Tudo isso mais a absoluta indefinição do cenário eleitoral têm feito ações, moedas e títulos de renda fixa oscilar sensivelmente. O Ibovespa, que subiu 10% de janeiro a meados de maio, perdeu quase 20% em seguida e voltou a valorizar em julho. A volatilidade levou muitos gestores a penar para ganhar dinheiro. Um levantamento feito, a pedido de EXAME, pelo Centro de Estudos em Finanças da Fundação Getulio Vargas com os principais fundos do mercado mostra que 62% renderam menos do que o CDI no ano. Fundos de gestoras consagradas, como Adam e Verde, estão nessa lista. Mais: 16% das carteiras analisadas estão no prejuízo.
Dado que parece pouco provável que os altos e baixos diminuam, EXAME perguntou a 20 analistas, gestores e assessores financeiros onde investir agora, faltando pouco mais de dois meses para o primeiro turno das eleições. Todos acham que vale a pena ser mais conservador. “É difícil assumir posições sem ter ideia do que pode ocorrer no próximo ano”, diz Marcelo Giufrida, sócio da gestora Garde (seu principal fundo, o Garde D’Artagnan, que rendeu cerca de 90%, ou 140% do CDI, desde que foi criado, em dezembro de 2013, está praticamente no zero a zero neste ano). “Estamos fazendo aplicações táticas apenas quando surgem boas oportunidades”, afirma Giufrida. Veja a seguir as principais recomendações dadas pelos profissionais entrevistados por -EXAME.
Fundos DI e outras opções conservadoras na renda fixa
Os especialistas recomendam deixar uma parcela maior do patrimônio em fundos DI e outras opções conservadoras na renda fixa, como títulos públicos pós-fixados (Tesouro Selic) e CDBs. Para quem é conservador — ou vai precisar do dinheiro no curto prazo —, a sugestão é aplicar 50% do capital nesses produtos. Quem quiser arriscar poderá investir 15% (veja quadro abaixo). “Num momento como o atual, faz sentido ter mais recursos que possam ser resgatados com rapidez. Para abrir mão de liquidez, a rentabilidade precisa compensar”, diz George Wachsmann, sócio da assessoria financeira GPS.

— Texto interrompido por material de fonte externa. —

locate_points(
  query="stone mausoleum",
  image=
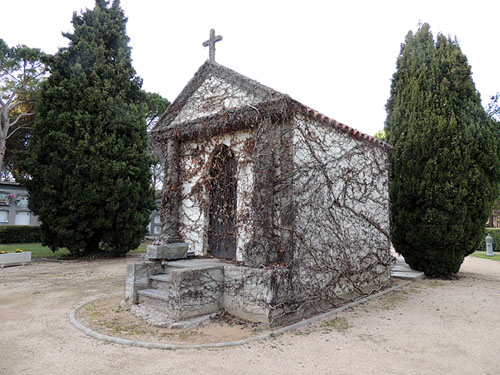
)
(270, 210)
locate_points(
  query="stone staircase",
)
(186, 289)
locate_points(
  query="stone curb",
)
(153, 345)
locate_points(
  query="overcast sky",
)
(337, 57)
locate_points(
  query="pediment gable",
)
(214, 89)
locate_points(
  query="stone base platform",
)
(184, 289)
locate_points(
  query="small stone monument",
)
(489, 246)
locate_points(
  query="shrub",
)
(19, 234)
(493, 232)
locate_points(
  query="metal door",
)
(222, 210)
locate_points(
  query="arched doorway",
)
(222, 207)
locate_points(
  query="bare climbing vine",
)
(299, 198)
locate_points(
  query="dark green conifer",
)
(445, 167)
(89, 165)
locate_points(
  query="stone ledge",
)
(168, 252)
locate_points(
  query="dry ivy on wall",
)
(312, 200)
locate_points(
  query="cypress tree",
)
(445, 167)
(89, 165)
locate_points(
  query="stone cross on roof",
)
(211, 44)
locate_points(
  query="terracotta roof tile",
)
(343, 128)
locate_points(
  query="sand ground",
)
(428, 327)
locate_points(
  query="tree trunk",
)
(3, 141)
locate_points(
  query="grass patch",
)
(39, 251)
(482, 254)
(340, 324)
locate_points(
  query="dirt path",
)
(429, 327)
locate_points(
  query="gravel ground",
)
(428, 327)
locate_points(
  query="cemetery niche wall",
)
(281, 212)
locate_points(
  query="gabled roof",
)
(268, 97)
(207, 70)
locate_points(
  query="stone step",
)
(162, 282)
(155, 294)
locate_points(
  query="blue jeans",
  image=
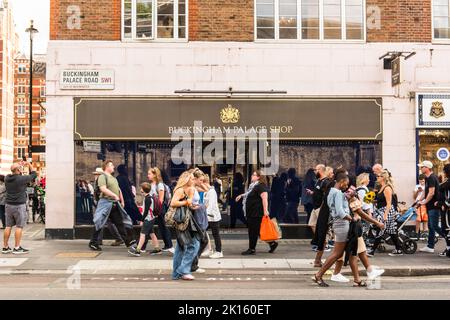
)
(182, 259)
(433, 224)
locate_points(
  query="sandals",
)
(320, 282)
(360, 284)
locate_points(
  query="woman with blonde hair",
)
(387, 212)
(188, 241)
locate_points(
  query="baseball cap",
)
(426, 164)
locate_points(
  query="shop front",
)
(433, 129)
(222, 136)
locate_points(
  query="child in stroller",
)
(409, 245)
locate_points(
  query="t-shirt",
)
(339, 207)
(253, 205)
(432, 182)
(111, 183)
(362, 191)
(420, 195)
(157, 188)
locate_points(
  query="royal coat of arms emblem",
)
(437, 110)
(229, 114)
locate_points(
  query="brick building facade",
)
(321, 53)
(220, 20)
(21, 107)
(8, 51)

Mas nem todos os recursos precisam ser aplicados em produtos com liquidez diária, ou seja, que possam ser sacados de um dia para o outro. Para conseguir rendimento maior, os analistas indicam papéis que vencem em até seis meses. Segundo a plataforma de investimentos Modalmais, do banco Modal, as Letras de Crédito Agrícola (LCAs) e as Letras de Crédito Imobiliário (LCIs) são boas alternativas. Além de serem isentas de imposto, contam com a proteção do Fundo Garantidor de Créditos para aplicações de até 250 000 reais se o banco que emitiu o papel passar por problemas financeiros. Com 10 000 reais, é possível aplicar numa LCI de um banco de médio porte que vence em quatro meses recebendo um rendimento de 93% do CDI. Para ter um rendimento equivalente com um CDB, é preciso investir numa que renda 118% do CDI, em razão do imposto. “Não esperamos uma deterioração muito grande em seis meses. Dá para esperar esses títulos mais curtos vencerem, e aí decidir onde aplicar de acordo com o novo cenário”, diz Daniel Pettine, responsável por investimentos da gestora Rio Bravo.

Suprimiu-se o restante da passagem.